“Moral of the story is I chose a half measure when I should have gone all the way. No more half measures”.
It might seem strange but that Mike Ehrmantraut quote from Breaking Bad was at the forefront of my mind while watching the beginning of the fifth season of Arrested Development. The fourth season of the show was a mixed bag and a definite drop in quality from the previous three. The schedules of the cast members meant the characters rarely interacted and instead went on their own adventures, and the freedom of Netflix meant that episodes no longer had to stick to a tight twenty-two-minute run time, instead stretching endlessly, going from one overlong scene to another. I have a different experience with the season every time I watch it (four times as of writing) and I see it very much as a failed experiment. The show’s creator Mitchell Hurwitz apparently agrees and had the season re-edited to make it more like the original three series. Knowing that the creatives involved were unhappy with Season 4 made watching Season 5 a strange experience, seeing what changes had been put in place but also what the writers didn’t change and decided to keep, and develop, from the fourth season.
This brings me to the Mike Ehrmantraut quote. The fourth season left a lot of storylines hanging (some good, some not-so-good) and so coming into a new season after a 5-year break, and a maligned previous season, would bring with it some challenges when it came to continuing these storylines. Instead of taking a “full measure” by either starting completely afresh and discarding these plot threads or going forward with them wholeheartedly, the fifth season takes a “half measure”. Some of what happened in Season 4 seems to still matter, like the disappearance of Lucille 2, while other plot threads that were seemingly very important went away after the family ran away to Mexico in the season premiere, or some cliff-hangers, like P-Hound suing George Michael, were simply ignored entirely.
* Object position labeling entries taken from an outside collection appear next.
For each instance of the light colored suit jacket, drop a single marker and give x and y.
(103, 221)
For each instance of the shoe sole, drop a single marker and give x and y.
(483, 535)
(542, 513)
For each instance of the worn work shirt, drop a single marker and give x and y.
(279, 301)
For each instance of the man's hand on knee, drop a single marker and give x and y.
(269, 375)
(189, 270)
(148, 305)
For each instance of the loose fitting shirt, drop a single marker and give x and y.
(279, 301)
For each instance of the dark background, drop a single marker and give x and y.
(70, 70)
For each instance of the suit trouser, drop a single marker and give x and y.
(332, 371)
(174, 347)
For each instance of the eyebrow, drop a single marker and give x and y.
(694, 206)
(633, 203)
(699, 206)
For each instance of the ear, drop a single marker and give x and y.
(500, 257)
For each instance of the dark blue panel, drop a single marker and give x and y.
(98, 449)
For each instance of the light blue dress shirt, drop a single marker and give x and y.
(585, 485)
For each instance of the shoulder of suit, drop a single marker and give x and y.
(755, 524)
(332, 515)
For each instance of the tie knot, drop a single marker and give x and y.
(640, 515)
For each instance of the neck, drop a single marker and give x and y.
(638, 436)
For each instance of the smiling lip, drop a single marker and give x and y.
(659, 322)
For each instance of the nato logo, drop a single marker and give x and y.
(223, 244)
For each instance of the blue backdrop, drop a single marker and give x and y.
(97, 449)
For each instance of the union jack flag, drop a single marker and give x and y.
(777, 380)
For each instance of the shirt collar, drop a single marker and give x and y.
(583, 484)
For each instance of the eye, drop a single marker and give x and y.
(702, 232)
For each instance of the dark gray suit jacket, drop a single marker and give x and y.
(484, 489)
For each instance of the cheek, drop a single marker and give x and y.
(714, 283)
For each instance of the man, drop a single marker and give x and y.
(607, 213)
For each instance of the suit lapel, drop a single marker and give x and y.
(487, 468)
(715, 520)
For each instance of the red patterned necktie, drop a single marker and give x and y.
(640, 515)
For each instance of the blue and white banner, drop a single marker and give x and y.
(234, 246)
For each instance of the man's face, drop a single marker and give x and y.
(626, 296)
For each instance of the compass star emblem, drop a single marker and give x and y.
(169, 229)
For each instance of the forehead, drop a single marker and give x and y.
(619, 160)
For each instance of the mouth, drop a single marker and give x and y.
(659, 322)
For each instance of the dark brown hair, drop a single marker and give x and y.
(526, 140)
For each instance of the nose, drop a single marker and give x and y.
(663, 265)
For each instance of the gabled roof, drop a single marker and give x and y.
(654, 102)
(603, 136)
I think the fifth season would have been better if Hurwitz had taken Mike Ehrmantraut’s advice and chosen a full measure instead of a half measure.
Having said that I did enjoy the first eight episodes of Season 5 quite a lot. Initially I was disappointed. I still think that the first two episodes of the season are by far the worst in the show’s history and are a messy attempt to change the direction of the show. Starting with episode 3, the show gets pretty good and the sixth episode is the highlight with Buster being told to go after a skinhead in prison only to attack Ron Howard in the final scene being the first joke that made me feel like I was watching classic Arrested Development again. I think it was a mistake to split the season in two, especially when we still don’t know when we will get to see the next eight episodes. The season was gaining momentum in the first half only to have it stop dead for this hiatus and the split was apparently done so the show could be nominated for Emmys, but personally I don’t think it’s good enough. Splitting it into two also means that the actors will have to start promoting the show again soon and the last promotional circuit was an absolute disaster with Jeffrey Tambor’s allegations and Jason Bateman’s problematic comments on the issue.
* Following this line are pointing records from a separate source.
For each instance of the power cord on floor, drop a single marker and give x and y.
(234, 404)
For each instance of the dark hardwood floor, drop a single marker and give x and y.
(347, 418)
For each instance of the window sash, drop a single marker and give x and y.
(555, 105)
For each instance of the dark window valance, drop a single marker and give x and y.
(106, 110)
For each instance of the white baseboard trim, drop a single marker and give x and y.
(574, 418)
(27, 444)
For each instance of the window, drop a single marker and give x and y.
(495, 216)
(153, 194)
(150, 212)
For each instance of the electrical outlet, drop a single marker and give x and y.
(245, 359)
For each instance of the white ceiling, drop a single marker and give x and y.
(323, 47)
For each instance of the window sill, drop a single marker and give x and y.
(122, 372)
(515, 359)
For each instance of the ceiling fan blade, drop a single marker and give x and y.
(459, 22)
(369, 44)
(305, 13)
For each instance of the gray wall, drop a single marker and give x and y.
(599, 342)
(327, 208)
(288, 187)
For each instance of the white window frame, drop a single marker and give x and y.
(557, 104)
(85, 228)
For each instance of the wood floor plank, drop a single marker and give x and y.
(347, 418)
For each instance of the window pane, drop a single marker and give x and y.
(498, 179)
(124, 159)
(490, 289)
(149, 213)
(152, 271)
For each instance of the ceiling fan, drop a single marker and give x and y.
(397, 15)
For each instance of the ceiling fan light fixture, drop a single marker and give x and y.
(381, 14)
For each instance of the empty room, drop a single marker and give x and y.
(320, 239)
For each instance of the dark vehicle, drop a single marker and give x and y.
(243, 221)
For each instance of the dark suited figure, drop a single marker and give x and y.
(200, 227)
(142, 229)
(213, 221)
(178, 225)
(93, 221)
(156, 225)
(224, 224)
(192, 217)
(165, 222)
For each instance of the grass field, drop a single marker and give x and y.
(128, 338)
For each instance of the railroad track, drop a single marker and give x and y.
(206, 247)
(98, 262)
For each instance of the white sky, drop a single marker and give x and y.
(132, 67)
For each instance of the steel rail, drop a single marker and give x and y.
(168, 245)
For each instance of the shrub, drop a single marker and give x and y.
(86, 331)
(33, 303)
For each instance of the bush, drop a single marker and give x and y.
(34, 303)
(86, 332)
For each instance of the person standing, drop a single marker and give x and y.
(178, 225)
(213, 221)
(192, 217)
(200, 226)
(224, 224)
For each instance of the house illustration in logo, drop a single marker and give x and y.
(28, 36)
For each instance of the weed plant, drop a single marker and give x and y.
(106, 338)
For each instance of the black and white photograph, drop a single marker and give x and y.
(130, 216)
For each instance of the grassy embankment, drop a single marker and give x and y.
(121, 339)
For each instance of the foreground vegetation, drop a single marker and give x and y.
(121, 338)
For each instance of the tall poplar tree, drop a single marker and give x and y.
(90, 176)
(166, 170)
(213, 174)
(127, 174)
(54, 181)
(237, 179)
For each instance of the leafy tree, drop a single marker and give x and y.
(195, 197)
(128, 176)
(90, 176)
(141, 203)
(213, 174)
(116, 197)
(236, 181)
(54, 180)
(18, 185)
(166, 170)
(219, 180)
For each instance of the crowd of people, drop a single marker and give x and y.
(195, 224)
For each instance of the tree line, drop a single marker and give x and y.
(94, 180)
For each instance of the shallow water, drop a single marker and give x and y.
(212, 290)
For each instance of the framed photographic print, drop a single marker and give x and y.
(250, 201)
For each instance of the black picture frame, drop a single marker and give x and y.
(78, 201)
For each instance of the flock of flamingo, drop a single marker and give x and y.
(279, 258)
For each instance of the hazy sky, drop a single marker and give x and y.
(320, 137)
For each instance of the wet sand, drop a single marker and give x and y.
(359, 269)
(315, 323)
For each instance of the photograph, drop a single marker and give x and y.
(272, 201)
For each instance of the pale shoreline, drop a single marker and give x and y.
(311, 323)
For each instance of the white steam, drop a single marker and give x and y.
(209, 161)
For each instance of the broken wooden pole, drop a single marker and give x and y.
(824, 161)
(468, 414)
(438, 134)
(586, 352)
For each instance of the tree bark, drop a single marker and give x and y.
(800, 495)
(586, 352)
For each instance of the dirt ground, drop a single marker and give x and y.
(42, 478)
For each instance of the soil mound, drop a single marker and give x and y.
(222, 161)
The half measure of continuing season four’s storylines has left the fifth season feeling unnecessarily convoluted. In the back half of the season, likely in the finale, I hope the show returns to some sort of status quo or baseline that further misadventures of the Bluth family can begin from, like the original show. I realise the series has changed dramatically and it will never truly go back to the way it was before but at the moment it is ridiculously complicated. Just take the Rebel Alley storyline for example. Every plot point and character motivation in that storyline is based upon a previous plot point or character motivation in a confusing chain of events. Michael and George Michael are lying to each other, then telling the truth, but then they change their minds, and then they change them back again. Every action is based on an increasingly complex backstory. The whole thing just needs a reset. That’s how great comedy shows like “It’s Always Sunny in Philadelphia” operate. A storyline will happen, it will conclude and then the characters, having learnt something or not, revert back to the status quo ready for another misadventure. I want Arrested Development to live up to the name a little bit and just stop progressing these characters too much, establish a baseline and then begin again. The characters will be different to how they were in the first three seasons but I want the plotting to be like the original show with a season-long arc while still being largely episodic.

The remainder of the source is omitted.